The CAP model admits direct application in subject selection and trial power analysis. For a randomized controlled trial (RCT) of fixed duration $t$, an enrichment threshold $q^*$ on the CAP score $S_i^{\rm CAP}$ targets higher-risk participants. Letting

• $\pi_0 = \Pr(X \le t \mid S_i^{\rm CAP}\ge q^*)$ (untreated event rate),
• $\pi_1 = (1-\delta)\pi_0$ (treatment event rate; $\delta =$ relative reduction),

the required per-arm sample size under large-sample approximation is

$$n = \frac{ \bigl[ Z_{1-\alpha/2}\sqrt{\pi_0(1-\pi_0)+\pi_1(1-\pi_1)} + Z_{1-\beta}\sqrt{\pi_0(1-\pi_0)+\pi_1(1-\pi_1)} \bigr]^2 }{ (\pi_0-\pi_1)^2 }$$

or equivalently, under the proportional-hazards/log-rank approximation: $$D = \frac{(Z_{1-\alpha/2} + Z_{1-\beta})^2}{\{\ln(1-\delta)\}^2}, \quad n \approx D / \pi_0$$

Example: For $q^* \approx 370.2$ (3-year trial, $\pi_0\approx0.37$), $\delta=0.5$, $\alpha=0.05$, $1-\beta=0.8$: $$n \approx \frac{(1.96+0.84)^2}{[\ln(0.5)]^2} \bigg/ 0.37 \approx 92$$ Earlier uncensored estimates underestimated sample size by 10–20% because high censoring biases event-rate estimation upward if not corrected.

6. Implementation, Parameterization, and Risk Thresholding

Software and Fitting

CAP can be fitted in R using:

survreg(Surv(time, event) ~ Age * (CAG + beta2), dist = "loglogistic")

with $\widehat\beta_2$ conventionally set to $-33.0$. Risk scores are calculated as $$S_i^{\rm CAP} = \mathrm{Age}_i\,(\mathrm{CAG}_i - 33.0)$$.

Recommended CAP Score Thresholds

Trial Horizon ($t$)	Threshold $q^*$	Diagnosis Rate
2 years	370.2	32%
3 years	370.2	37%
4 years	370.2	40%
5 years	368.5	41%

These cutoffs are derived from ROC/Youden analysis on censoring-adjusted ENROLL-HD data.

Practical Notes

Using standard cutoffs derived from uncensored data (e.g., PREDICT-HD) for HD clinical trials leads to underpowered studies due to unadjusted upward bias in observed event rates under high censoring.
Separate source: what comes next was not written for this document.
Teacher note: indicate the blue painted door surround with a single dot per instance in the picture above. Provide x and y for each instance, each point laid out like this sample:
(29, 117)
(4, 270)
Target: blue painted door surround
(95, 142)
7. Context, Advantages, and Limitations

The CAP model’s main strengths lie in its parsimony, interpretability, and biological rationality. With only two required covariates, it is feasible in contexts lacking broader phenotypic or biomarker surveillance. It performs robustly when properly validated with metrics that adjust for heavy right-censoring. Its main limitation, reflected in comparative benchmarks, is a modest performance deficit against more complex models (e.g., PIN, MRS), which may be preferred if additional covariates and resources are available. Nonetheless, its logistic simplicity makes it suitable for preventative trials and clinical contexts requiring scalable, interpretable, and externally validated risk prediction using minimal, routinely collected data.